There is an element of transparency and vulnerability that, when expressed by teachers, allows students to do the same.  Only then can SEL schools harness the power of social emotional learning to make the deep connections that truly empower students.

4. Detach from Outcomes

As educators, it’s our nature to be driven by outcomes.  We’re constantly assessed on academic performance, test scores, behavior and attendance.  We’re required to complete certain sets of curriculum, and our success is largely determined by getting measurable results.

The challenge with SEL is that it is so open-ended.  As discussed earlier, it’s conversation that’s essential to program success.  The very act of dictating process and focusing on outcomes diminishes the impact of the sessions.

To be certain, conversations have to be monitored and guided when necessary, but the more organic the process, the more relevant the discussions will be to your students, and the more deeply they’ll connect to the program and to one another.

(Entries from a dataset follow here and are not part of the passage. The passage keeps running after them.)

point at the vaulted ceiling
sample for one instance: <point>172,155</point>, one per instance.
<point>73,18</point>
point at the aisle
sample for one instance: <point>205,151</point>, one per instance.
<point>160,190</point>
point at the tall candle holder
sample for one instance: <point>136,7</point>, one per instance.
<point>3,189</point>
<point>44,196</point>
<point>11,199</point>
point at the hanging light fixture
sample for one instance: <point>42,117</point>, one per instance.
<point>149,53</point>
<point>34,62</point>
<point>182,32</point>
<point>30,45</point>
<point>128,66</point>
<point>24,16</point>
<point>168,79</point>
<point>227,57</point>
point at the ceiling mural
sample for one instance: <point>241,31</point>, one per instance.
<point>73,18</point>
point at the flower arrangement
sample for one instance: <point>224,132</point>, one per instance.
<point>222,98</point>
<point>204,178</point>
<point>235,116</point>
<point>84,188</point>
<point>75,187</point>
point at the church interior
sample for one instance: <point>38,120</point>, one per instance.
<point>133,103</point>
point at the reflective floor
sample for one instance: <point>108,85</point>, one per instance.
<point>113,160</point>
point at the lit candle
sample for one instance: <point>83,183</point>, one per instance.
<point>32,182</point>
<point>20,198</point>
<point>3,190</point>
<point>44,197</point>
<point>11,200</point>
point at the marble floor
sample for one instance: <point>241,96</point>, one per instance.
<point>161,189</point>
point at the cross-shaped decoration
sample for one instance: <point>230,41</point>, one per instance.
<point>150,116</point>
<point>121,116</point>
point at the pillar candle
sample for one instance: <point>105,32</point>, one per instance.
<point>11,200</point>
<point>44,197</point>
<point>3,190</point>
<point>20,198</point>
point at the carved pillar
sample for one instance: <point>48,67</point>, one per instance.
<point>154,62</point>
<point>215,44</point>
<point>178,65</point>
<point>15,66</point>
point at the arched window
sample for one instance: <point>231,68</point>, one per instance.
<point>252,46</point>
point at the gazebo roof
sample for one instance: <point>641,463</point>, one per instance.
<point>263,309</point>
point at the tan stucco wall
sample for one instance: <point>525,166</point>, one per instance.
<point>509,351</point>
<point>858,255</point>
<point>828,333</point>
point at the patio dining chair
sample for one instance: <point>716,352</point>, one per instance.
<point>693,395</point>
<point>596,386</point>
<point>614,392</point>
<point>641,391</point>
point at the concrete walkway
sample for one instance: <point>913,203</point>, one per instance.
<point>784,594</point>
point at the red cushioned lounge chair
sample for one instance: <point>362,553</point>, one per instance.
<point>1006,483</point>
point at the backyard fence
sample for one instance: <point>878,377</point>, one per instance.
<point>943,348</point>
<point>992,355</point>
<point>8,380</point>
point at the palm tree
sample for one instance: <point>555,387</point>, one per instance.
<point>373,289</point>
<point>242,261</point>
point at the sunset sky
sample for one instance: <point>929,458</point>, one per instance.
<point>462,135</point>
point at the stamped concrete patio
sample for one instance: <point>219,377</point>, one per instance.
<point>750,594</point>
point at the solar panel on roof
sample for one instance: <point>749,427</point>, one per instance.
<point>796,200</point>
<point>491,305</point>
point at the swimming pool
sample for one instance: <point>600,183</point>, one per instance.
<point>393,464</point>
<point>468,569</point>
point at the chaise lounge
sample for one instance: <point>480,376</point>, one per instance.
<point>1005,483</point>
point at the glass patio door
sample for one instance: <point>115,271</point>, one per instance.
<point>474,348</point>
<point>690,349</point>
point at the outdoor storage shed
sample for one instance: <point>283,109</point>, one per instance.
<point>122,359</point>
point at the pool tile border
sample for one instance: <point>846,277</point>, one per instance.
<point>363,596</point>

A critical skill we must all develop as educators is the ability to be comfortable with ambiguity.  The impact and benefits of SEL programs are far reaching, and often there is little immediate gratification.

However, while many of the outcomes will not be instantly apparent, your students will forever benefit from the guidance and encouragement at the heart of these sessions.

SEL Schools

We have been developing and implementing our own SEL program for 7 years.  It has been a bit humbling.  As proud as we are of what we’ve created, we’ve also learned that it will only ever be as good as the teacher facilitating it, and the quality of the conversations and connectedness they’re able to help create.

There is no more important and more complex job than that of classroom teacher.  No job has more direct impact on our future than the work our great teachers do each and every day.

SEL schools are choosing to add a new level of complexity that requires teachers to act almost like therapists.  It almost seems unfair to ask this of those in an already over-burdened profession.

That said, I hope these techniques help make SEL less intimidating and reduce the burden on teachers, while preparing to give them more of the true gold of teaching; the knowledge that they’re regularly and meaningfully impacting student lives.